Иевлев, тоже смеясь, объяснил:

— Лучше бы, говорит, по-нашему сказал, а то, говорит, Бублий. Какой такой Бублий? Теперь, говорит, ребятишки кричат: бублий горяч, бублий горяч!

Петр Алексеевич громко захохотал:

— Нынче же при всех растолкую, что за Бублий…

И крикнул Семисадову:

— Воды, боцман, не жалей…

Береза на плацу уже шумела своей сочной светло-зеленой листвою, будто век тут стояла.

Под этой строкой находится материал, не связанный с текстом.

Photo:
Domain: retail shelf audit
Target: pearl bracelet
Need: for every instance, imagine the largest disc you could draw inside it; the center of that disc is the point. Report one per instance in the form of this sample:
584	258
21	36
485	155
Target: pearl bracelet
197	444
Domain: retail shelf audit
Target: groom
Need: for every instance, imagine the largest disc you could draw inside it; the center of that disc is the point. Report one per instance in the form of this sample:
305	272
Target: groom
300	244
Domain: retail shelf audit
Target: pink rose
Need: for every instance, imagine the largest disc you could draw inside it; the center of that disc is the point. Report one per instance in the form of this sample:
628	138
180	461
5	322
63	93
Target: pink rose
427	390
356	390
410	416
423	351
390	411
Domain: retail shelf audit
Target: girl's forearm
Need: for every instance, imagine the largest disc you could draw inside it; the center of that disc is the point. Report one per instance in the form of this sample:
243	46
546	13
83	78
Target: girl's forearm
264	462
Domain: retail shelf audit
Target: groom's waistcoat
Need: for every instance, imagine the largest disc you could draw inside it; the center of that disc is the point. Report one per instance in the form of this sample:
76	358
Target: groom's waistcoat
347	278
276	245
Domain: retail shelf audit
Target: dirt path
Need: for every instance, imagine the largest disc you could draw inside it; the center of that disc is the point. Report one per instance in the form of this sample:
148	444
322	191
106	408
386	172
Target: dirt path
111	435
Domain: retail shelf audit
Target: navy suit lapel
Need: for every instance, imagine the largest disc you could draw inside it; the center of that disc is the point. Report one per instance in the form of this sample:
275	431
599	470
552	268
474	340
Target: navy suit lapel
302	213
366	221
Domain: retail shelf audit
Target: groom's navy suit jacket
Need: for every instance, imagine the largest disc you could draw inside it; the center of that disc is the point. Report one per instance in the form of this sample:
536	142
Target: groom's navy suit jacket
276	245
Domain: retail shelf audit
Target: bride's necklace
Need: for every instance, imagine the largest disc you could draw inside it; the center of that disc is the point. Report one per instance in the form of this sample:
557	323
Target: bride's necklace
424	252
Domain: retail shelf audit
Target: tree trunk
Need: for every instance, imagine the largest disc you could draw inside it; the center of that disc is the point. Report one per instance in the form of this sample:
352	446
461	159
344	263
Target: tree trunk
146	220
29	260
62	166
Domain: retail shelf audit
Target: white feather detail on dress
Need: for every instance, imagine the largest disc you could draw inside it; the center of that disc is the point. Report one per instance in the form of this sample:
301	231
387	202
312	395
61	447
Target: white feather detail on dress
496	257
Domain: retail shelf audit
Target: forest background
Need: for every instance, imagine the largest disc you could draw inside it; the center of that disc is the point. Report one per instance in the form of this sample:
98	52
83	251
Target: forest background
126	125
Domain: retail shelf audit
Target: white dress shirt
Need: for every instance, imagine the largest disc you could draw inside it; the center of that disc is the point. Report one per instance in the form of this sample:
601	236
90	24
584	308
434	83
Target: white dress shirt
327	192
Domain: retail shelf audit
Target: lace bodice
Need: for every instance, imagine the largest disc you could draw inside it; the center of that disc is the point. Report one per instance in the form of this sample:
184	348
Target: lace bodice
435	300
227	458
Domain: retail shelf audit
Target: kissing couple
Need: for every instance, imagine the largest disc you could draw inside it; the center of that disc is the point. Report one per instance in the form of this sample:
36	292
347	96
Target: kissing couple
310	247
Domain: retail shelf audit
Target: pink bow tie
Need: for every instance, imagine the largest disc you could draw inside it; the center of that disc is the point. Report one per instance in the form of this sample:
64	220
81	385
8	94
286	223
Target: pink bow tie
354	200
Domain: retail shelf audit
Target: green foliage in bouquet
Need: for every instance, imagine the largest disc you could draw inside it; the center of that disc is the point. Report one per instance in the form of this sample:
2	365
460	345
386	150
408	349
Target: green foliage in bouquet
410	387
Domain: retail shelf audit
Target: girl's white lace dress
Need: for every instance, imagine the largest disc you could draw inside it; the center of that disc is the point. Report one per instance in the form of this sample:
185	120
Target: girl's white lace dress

Царь спросил:

— Тяжело тебе до кладбища сходить, али справишься?..

Стражи распахнули перед Петром и Сильвестром Петровичем железную калитку. Здесь, за крепостными валами, ветер посвистывал громче, по Двине перебегали белые пенные гребешки. Покуда шли к погосту и между могилами, капитан-командор рассказывал:

— Многое, великий шхипер, ежели не все, что дознавали мы о воровских замыслах, передавалось нам от сего славного Якоба. Не щадя живота своего, покойный делал для отчизны, не за страх, а за совесть, более, нежели человеческой натуре возможно. Тайные письма его тебе ведомы: все в них было сущей правдою. На шведском флагмане в последние минуты он кинулся защищать нашего кормщика, и здесь был ранен смертельно…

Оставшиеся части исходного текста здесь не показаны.